Two that have been especially aggressive on this front are Condé Nast, which just started an entertainment division and hired cable vet Dawn Ostroff to run it; and Hearst Corp., which recently bought a 50 percent stake in reality TV mogul Mark Burnett’s production company.
Publishers have tried their hand before, but failed to find a sustainable business. But now they say they’ve learned, the hard way, that the magazine brand and show have to be seamless to boost that brand awareness. Sadly, the content often doesn’t translate well to the screen. Publishers usually don’t own the show, so they miss the full benefit of selling ads into them, and when integrated sales are attempted, the platforms still tend to be bought separately.
Failure can be embarrassingly public. Hearst’s joint venture with Lifetime parent A&E Networks—translating its women’s magazines into a network—didn’t turn out as hoped. Real Simple. Real Life, an ambitious lifestyle show TLC cooked up with Time Inc.’s Real Simple, was scrapped after 15 episodes. “The last great effort at synergy was Talk magazine, and it just didn’t work,” says Michael Hirschorn, CEO and founder of Ish Entertainment and a former New York magazine editor. Magazines are a great source of material, but they don’t bring in much money to the publisher, he said. “Unless you control every stage of the process, it’s hard to make a big profit in it.” One example that is considered a win is Project Runway, which has made a lot of money for Elle and now for Marie Claire through integrated ad buys.

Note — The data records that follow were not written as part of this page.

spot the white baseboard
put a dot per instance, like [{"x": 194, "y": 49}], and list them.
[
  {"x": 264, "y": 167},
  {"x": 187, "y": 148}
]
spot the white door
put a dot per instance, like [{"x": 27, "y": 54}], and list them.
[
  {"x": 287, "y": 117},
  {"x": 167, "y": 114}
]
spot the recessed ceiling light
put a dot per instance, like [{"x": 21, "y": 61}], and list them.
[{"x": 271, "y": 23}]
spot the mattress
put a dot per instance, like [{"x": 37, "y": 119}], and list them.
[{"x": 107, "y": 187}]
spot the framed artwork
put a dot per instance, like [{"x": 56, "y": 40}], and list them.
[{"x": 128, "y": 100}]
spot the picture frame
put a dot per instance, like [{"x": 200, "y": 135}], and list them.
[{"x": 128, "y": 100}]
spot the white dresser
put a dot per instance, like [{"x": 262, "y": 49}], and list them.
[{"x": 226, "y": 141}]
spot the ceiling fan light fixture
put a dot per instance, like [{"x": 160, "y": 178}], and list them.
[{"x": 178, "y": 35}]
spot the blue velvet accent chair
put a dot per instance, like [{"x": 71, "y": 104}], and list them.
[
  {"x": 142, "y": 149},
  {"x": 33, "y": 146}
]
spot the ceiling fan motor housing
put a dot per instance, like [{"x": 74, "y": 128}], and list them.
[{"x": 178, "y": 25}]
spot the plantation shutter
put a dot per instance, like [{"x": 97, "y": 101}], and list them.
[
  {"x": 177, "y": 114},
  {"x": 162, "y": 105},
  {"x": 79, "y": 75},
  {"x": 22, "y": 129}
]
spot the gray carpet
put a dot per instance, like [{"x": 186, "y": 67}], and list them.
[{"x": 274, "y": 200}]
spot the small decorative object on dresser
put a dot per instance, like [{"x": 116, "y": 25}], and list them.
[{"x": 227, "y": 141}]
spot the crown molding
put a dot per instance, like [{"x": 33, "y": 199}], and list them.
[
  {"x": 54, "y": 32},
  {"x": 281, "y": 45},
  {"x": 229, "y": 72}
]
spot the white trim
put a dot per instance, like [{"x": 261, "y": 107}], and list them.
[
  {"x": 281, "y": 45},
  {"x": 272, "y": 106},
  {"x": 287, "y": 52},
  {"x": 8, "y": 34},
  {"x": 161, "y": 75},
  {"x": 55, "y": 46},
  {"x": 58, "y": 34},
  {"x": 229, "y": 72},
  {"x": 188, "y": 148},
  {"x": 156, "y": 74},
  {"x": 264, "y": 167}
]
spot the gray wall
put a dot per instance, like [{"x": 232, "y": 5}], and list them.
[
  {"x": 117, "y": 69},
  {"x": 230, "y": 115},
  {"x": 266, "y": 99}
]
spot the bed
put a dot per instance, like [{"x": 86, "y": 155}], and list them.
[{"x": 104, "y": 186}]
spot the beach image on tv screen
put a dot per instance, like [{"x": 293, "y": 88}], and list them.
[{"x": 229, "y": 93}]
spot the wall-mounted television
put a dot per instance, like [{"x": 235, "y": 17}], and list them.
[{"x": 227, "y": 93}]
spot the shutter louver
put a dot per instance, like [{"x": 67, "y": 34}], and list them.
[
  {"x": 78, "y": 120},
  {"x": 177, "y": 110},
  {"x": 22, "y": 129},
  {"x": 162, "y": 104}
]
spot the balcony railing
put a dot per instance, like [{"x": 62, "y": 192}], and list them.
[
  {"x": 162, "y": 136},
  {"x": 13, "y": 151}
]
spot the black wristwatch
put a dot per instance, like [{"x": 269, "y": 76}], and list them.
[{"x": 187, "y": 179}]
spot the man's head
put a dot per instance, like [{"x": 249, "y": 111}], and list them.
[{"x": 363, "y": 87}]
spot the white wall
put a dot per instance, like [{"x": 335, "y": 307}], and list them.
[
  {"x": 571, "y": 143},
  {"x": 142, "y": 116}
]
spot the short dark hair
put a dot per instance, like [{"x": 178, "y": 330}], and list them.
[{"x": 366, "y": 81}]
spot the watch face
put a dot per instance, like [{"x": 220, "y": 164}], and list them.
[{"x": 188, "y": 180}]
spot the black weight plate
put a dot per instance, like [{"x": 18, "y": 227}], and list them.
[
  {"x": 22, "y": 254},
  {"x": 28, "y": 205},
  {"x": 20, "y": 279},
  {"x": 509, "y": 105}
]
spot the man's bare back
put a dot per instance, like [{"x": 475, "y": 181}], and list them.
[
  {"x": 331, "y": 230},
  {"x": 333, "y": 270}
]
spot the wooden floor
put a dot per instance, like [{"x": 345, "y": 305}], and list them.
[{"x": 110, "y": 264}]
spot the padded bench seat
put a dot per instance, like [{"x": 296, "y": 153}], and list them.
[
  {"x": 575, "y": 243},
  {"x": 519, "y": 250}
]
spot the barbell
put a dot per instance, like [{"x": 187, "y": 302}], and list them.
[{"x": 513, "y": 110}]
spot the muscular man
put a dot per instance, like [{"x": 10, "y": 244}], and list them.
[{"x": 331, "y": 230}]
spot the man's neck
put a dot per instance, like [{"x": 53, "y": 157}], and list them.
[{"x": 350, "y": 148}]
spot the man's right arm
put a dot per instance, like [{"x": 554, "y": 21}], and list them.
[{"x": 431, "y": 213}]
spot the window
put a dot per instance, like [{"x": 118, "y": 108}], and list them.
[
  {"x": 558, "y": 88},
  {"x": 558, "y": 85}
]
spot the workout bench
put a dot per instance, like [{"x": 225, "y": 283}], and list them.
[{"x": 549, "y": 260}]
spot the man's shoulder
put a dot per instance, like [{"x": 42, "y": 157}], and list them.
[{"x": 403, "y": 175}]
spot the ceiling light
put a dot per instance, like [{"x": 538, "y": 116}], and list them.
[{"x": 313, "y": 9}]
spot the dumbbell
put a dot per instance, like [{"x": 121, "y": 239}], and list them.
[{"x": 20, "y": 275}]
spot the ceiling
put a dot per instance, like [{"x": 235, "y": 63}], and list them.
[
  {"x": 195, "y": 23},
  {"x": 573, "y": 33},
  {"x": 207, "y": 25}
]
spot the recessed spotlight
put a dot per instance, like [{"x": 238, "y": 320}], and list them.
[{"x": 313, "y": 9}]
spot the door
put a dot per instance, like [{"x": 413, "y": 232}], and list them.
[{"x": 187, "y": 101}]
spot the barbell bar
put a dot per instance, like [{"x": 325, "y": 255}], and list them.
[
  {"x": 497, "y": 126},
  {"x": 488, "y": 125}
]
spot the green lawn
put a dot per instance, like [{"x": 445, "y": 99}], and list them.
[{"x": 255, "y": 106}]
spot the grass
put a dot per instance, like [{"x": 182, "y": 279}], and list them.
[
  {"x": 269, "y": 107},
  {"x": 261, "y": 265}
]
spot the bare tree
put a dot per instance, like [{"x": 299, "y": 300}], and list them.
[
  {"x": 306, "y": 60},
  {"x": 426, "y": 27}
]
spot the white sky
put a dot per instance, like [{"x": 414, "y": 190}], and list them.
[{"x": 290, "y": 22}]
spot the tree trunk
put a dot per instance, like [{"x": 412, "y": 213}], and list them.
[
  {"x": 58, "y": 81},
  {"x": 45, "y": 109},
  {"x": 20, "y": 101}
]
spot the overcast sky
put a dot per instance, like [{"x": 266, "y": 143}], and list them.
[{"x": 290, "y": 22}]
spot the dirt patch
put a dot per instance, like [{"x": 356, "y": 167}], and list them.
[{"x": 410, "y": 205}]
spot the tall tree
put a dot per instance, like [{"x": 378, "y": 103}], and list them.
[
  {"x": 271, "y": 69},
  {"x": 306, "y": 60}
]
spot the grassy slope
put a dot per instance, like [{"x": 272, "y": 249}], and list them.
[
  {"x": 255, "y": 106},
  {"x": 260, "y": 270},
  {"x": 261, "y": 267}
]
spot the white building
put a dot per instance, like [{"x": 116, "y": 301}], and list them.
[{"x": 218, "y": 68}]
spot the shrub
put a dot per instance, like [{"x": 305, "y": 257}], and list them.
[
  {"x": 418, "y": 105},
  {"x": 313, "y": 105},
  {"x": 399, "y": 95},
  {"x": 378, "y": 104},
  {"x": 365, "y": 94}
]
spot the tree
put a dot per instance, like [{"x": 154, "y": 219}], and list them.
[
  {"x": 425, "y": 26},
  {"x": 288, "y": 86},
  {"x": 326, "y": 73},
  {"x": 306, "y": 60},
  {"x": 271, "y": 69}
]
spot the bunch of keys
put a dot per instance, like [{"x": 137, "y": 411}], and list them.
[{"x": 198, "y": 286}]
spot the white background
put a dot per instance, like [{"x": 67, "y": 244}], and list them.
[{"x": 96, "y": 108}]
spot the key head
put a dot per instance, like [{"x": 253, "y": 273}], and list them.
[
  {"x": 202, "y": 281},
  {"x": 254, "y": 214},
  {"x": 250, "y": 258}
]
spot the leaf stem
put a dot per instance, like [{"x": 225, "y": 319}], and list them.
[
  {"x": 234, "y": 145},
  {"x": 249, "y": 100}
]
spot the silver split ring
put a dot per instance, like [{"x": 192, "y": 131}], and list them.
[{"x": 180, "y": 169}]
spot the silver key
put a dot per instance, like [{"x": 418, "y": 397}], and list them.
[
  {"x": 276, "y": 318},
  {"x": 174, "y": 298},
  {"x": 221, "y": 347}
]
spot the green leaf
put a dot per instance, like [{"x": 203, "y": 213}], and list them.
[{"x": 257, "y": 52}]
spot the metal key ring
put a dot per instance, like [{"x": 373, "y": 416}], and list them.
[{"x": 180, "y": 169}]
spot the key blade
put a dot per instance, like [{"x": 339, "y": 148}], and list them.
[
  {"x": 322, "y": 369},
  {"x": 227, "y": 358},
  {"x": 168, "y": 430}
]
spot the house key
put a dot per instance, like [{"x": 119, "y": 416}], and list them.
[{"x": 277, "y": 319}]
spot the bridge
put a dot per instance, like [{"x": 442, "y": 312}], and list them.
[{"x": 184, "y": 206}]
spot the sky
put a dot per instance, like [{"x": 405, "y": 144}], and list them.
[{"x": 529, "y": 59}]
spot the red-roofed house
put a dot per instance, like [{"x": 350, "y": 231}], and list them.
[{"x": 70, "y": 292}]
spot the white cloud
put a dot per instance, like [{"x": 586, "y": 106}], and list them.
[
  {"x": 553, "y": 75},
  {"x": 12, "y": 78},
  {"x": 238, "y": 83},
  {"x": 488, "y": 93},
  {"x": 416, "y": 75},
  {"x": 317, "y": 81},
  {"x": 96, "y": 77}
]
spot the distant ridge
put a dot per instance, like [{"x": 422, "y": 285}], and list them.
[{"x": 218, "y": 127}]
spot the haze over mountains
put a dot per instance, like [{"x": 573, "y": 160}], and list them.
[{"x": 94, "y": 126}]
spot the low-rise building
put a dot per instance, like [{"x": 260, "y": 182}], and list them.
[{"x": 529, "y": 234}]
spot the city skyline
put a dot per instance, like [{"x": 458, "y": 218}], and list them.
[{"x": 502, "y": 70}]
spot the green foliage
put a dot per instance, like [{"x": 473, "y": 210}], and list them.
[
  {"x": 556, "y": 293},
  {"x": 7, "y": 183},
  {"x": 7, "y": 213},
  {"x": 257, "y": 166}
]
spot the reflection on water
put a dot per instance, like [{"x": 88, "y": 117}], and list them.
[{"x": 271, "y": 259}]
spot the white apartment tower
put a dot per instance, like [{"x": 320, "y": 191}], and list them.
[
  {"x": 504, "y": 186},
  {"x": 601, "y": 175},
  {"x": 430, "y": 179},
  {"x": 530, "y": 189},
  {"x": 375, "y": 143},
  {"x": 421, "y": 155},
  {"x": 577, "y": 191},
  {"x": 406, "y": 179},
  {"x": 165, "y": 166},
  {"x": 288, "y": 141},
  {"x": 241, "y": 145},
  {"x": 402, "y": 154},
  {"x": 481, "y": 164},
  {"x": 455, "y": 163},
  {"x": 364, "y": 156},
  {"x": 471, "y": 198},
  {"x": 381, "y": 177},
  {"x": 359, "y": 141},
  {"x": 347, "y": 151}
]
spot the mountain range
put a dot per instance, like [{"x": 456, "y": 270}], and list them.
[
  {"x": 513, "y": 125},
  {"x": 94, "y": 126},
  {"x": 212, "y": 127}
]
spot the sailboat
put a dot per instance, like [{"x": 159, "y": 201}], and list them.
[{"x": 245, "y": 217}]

Still, the latest forays are different because the appetite for quality brand-based video content is stronger than ever. That’s why Hearst bought into Burnett’s production company (which produces the competitive singing show The Voice on NBC) and is pitching an idea that would involve five Hearst magazines. A show like The Voice not only “provides us with a successful business but allows us to get other things done” by opening the door to new advertisers, says Scott Sassa, Hearst’s syndication and entertainment president.
Ostroff, who was at The CW and UPN, says she wants to build a library of Condé Nast’s content to market, along with its personalities. “There is an eagerness to have brands carry over to other platforms,” she says. “So my belief is that a strong brand will be a strong brand across all platforms.”
But even the most optimistic don’t see video fundamentally changing the business model. “Our core product will continue to be our print product,” says Michael Clinton, marketing president and publishing director at Hearst.